Pour étayer une telle démonstration, il met en scène une famille, en effet pour le moins atypique, de marginaux qui vivent d’expédients et de rapines. Il y a là une femme âgée, Hatsue, un couple qu’elle héberge, Osamu et Naboyo, un garçon (Shota), une jeune fille (Aki) et bientôt une petite fille prénommée Juri. Or cette dernière, découverte abandonnée sur un balcon, est recueillie et bientôt adoptée par toute la tribu, qui jure ses grands dieux qu’il ne s’agit pas d’un enlèvement puisqu’il n’est nullement question de demander une rançon. En vérité, la fillette s’intègre si bien à ce groupe qu’elle en devient un des membres, trouvant là sa véritable famille.

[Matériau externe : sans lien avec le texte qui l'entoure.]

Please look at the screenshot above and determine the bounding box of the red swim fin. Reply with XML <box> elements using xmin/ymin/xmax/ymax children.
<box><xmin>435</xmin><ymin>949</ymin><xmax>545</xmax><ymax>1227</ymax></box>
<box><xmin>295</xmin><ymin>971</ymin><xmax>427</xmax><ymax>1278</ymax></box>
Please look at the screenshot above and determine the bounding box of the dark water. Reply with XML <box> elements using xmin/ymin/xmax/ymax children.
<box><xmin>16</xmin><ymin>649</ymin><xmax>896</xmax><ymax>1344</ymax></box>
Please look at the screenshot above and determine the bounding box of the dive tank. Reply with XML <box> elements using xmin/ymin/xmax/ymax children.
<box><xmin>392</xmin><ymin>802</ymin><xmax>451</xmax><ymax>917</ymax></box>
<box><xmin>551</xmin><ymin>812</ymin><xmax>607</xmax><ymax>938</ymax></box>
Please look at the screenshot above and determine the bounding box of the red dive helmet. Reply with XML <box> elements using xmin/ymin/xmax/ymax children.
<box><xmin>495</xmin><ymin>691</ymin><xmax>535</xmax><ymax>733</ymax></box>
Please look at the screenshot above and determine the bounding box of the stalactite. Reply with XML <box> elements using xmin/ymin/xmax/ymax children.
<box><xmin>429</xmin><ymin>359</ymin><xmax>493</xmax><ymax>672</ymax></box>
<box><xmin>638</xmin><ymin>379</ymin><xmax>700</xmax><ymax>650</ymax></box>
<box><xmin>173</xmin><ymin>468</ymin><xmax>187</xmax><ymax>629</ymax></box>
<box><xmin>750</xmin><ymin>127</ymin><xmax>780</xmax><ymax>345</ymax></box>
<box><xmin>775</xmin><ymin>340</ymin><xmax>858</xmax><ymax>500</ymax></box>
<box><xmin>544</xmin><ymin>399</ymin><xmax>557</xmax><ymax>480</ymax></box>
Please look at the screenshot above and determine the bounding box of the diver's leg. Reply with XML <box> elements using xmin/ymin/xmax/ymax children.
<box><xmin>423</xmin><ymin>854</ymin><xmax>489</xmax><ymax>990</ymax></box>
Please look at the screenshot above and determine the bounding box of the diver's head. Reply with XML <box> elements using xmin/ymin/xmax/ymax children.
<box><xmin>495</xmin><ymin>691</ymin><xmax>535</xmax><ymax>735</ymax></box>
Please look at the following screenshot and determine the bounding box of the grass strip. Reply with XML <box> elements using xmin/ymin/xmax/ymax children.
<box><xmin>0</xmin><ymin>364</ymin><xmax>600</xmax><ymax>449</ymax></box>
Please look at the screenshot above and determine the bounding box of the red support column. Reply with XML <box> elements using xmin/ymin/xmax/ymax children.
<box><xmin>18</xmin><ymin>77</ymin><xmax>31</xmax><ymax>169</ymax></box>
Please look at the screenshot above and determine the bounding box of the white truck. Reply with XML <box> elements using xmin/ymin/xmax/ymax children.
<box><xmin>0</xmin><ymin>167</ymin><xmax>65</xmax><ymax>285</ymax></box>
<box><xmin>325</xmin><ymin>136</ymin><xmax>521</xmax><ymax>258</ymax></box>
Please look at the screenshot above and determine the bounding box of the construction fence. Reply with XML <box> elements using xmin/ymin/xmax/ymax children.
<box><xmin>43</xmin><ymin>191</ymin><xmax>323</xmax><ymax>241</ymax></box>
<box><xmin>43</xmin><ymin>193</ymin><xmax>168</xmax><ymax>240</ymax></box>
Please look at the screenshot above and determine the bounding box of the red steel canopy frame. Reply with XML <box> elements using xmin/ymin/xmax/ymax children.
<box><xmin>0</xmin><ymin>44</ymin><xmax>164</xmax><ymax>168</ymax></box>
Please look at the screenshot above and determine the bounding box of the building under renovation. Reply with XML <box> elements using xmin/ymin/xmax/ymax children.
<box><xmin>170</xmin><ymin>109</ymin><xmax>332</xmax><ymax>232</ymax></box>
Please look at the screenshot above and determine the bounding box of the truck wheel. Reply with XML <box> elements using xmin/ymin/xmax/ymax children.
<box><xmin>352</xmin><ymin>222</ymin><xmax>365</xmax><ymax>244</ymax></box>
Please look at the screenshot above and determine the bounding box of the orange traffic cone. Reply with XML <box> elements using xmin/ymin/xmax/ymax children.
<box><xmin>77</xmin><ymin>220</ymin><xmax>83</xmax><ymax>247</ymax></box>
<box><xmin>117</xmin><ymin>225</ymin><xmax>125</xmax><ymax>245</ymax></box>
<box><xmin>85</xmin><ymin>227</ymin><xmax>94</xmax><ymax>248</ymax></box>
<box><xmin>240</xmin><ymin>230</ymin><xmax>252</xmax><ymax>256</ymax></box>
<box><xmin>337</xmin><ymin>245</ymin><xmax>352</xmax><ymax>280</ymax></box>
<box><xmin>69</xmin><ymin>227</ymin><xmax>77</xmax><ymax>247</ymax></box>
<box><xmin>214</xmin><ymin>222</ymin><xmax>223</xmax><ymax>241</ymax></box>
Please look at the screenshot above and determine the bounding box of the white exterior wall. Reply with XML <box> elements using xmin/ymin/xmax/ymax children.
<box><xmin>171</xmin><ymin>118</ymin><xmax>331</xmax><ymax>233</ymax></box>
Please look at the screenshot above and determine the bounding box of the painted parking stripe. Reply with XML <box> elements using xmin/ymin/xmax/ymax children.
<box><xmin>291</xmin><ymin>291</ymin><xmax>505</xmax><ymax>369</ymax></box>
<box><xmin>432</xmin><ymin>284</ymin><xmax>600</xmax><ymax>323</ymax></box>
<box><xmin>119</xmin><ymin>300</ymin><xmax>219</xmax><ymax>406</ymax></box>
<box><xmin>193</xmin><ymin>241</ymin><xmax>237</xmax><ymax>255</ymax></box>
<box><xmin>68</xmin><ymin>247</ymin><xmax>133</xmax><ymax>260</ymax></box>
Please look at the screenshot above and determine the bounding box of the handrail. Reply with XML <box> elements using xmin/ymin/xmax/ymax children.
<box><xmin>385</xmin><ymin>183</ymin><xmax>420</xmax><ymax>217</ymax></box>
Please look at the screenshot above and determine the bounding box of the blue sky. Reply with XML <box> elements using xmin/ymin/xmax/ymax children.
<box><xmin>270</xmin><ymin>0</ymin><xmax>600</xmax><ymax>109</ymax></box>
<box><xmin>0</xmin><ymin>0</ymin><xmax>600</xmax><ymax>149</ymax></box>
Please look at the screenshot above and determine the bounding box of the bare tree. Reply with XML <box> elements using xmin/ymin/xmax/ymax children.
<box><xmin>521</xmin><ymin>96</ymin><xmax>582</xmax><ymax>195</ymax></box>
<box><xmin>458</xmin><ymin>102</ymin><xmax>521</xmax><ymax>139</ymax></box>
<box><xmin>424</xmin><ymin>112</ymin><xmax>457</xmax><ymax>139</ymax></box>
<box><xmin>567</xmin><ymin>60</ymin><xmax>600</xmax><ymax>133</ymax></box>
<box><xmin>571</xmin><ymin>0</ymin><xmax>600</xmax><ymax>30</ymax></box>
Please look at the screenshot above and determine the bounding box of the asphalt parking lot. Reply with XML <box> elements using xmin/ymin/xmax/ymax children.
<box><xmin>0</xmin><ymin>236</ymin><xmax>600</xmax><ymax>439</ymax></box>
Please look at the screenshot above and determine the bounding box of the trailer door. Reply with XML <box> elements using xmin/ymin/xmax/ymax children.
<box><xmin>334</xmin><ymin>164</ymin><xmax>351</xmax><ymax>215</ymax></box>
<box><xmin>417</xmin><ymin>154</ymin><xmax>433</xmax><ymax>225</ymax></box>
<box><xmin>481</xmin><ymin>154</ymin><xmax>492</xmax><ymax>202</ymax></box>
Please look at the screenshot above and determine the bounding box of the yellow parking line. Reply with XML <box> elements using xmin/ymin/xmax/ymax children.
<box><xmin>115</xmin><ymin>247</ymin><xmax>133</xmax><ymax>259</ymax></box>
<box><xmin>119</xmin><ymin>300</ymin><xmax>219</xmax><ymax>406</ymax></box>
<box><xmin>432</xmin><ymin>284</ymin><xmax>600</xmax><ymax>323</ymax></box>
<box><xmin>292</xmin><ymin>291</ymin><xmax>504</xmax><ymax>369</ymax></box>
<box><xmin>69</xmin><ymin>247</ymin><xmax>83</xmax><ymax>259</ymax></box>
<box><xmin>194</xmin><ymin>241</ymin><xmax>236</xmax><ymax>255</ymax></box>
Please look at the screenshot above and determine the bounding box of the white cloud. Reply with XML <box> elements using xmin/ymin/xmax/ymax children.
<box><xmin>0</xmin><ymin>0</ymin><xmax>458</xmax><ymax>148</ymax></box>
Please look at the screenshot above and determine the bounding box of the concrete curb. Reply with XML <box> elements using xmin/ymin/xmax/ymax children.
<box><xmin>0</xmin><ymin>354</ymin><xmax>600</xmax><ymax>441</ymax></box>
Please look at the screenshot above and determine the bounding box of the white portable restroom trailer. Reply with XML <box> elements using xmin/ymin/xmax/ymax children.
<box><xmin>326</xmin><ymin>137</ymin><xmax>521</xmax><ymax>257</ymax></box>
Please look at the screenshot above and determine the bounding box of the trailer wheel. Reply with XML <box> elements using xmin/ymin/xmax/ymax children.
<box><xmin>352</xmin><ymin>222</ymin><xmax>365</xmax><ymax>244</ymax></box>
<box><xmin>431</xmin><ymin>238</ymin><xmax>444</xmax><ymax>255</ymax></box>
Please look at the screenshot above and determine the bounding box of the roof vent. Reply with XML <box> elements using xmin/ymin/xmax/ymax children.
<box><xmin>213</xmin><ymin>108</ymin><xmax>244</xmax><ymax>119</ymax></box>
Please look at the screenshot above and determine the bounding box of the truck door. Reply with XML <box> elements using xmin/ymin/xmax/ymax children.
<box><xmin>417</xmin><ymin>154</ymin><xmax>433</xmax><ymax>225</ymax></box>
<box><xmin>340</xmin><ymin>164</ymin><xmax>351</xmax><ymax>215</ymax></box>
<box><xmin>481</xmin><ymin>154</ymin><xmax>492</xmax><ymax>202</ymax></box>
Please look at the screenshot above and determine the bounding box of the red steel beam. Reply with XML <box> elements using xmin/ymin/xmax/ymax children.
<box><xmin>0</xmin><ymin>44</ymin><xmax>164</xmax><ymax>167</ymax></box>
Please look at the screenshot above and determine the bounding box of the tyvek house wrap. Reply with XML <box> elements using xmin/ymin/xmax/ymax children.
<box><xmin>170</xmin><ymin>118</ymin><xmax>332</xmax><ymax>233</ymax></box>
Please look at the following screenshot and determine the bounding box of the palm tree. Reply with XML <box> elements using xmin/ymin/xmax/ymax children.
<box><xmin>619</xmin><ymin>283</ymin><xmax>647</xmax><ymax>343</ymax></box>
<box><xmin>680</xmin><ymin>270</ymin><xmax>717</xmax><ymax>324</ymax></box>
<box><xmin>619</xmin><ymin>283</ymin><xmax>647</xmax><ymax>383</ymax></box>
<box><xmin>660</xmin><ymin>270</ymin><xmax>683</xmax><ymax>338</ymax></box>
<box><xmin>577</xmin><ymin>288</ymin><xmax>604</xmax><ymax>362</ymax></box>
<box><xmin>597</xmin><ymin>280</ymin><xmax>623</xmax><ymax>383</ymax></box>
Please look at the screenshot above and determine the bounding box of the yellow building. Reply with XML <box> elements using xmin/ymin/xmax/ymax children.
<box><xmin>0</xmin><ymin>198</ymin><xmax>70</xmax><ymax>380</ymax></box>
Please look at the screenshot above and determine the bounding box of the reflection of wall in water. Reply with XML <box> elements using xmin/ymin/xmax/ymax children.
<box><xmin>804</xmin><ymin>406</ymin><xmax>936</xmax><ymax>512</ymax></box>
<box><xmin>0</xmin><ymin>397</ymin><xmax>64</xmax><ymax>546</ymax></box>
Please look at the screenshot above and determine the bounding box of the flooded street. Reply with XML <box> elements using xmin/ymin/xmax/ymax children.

Certes, la galerie de portraits que dépeint Hirokazu Kore-eda, toute cocasse et décalée qu’elle soit, n’en est pas moins attachante. Certaines séquences émeuvent sans forcer le trait : ainsi quand Aki, qui s’exhibe dans un peep show, fait venir son client dans une salle privée pour ne rien faire d’autre que de l’étreindre en silence (sans même se déshabiller !). Malheureusement, la plupart du temps, le cinéaste se contente d’aligner des scènes répétitives, au point d’être lassant. Et quand survient le dénouement, avec intervention de la police, le spectateur est placé de force devant l’amer constat : la société, représentée par les forces de la loi, ne veut pas de cette famille de marginaux qui ne ressemble nullement à une quelconque image traditionnelle.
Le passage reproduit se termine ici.